Unveiling the viral dimension: The paediatric gut virome as a key modulator of gastrointestinal metabolic, and neurodevelopmental health

Table 1 Comparative landscape of the human gut bacteriome and virome

Metric	Gut bacteriome	Gut virome
Numerical abundance	1011-1012 cells per gram of feces	109-1012 particles per gram of feces (VLPs)1
Biomass contribution	Major (99.9% microbial biomass)	Minimal (< 0.1% of microbial biomass)
Universal genetic marker	Present (16S rRNA gene)	None (Requires shotgun metagenomics)
Database maturity	High (most sequences are identifiable)	Low (40%-90% “viral dark matter”)2
Identification logic	Taxonomy-based (16S) or functional	Homology-based or de novo assembly
Major constituents	Bacteria, archaea	Bacteriophages, eukaryotic viruses, archaeal viruses, and EVEs
Replication strategy	Predominantly binary fission	Lytic, lysogenic (prophages), and chronic
Pediatric trajectory	Diversity increases linearly with age	Richness often peaks in infancy and fluctuates
Study cost/complexity	Lower (standardized and high-throughput)	Higher (requires enrichment and heavy compute)

¹Numerical Paradox: While viruses often outnumber bacteria in particle count, their lack of biomass made them “invisible” to early bulk sequencing methods.

²Viral dark matter: Refers to sequences that do not align with any known reference in public databases.

EVEs: Endogenous viral elements; VLP: Virus-like particles.

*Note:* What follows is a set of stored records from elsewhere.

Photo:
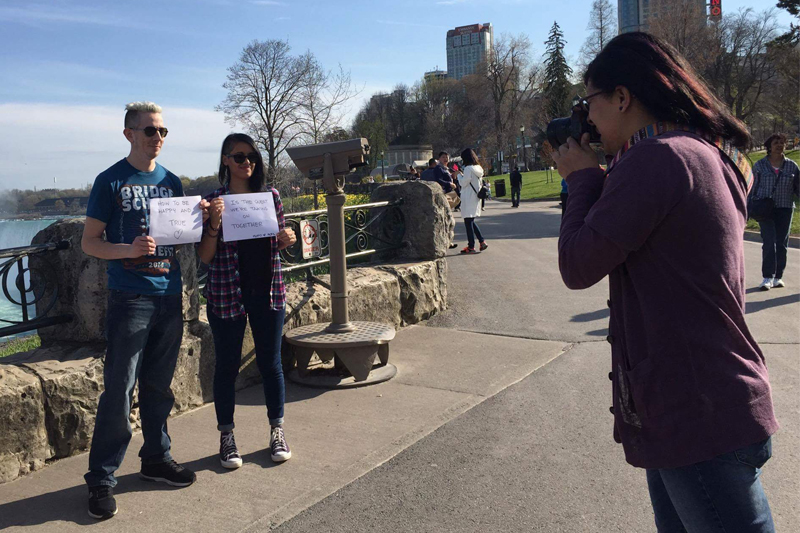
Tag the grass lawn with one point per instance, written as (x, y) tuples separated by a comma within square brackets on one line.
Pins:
[(20, 344)]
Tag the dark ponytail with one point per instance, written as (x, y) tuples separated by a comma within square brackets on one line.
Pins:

Table 2 Determinants of the developing paediatric gut virome

Factor	Primary impact on virome composition	Age-dependent outcome
Mode of delivery	Vaginal: Vertical seeding of maternal phages (e.g., Caudoviricetes). C-section: Initial colonization by skin-associated and environmental viruses	VD: Earlier stabilization of the bacteriome-phage axis. CS: Delayed maturation and reduced alpha-diversity up to 24 months
Infant diet	Breast milk: Direct transfer of TTV/CMV; HMOs act as “decoy receptors” for pathogens. Formula: Distinct eukaryotic signature; lacks maternal immune factors	Breastfed: Sustained “healthy” phage-host dynamics; lower risk of early-life viral gastroenteritis. Formula-fed: More rapid diversification but may lack protective “pioneer” phages
Antibiotic use	“Viral collapse”: Loss of bacterial hosts leads to secondary phage depletion; induction of prophages (lytic cycle)	Reduced richness and a “bloom” of antibiotic-resistance genes within the viral reservoir; long-term instability
Social environment	Presence of older siblings and pets acts as a vector for “socially transmitted” eukaryotic viruses	Increased eukaryotic viral richness at 1-2 years; potentially beneficial “immune training” through non-pathogenic exposure
Geography	Urban vs. Rural: Rural living is associated with higher viral diversity and distinct metabolic gene profiles (vAMGs)	Rural viromes tend to converge toward a stable “adult-like” state more resiliently than urban counterparts
Host maturity (age)	Shift from a phage-dominated (predatory) state to a eukaryotic-inclusive (commensal) state	Conversion from chaotic/volatile infancy to a stable, “adult-like” personal virome by age 2 to 5

CMV: Cytomegalovitrus; CS: Cesarean section; HMOs: Human milk oligosaccahrides; TTV: Torque teno virus; vAMGs: Viral auxiliary metabolic genes; VD: Naginal delivery.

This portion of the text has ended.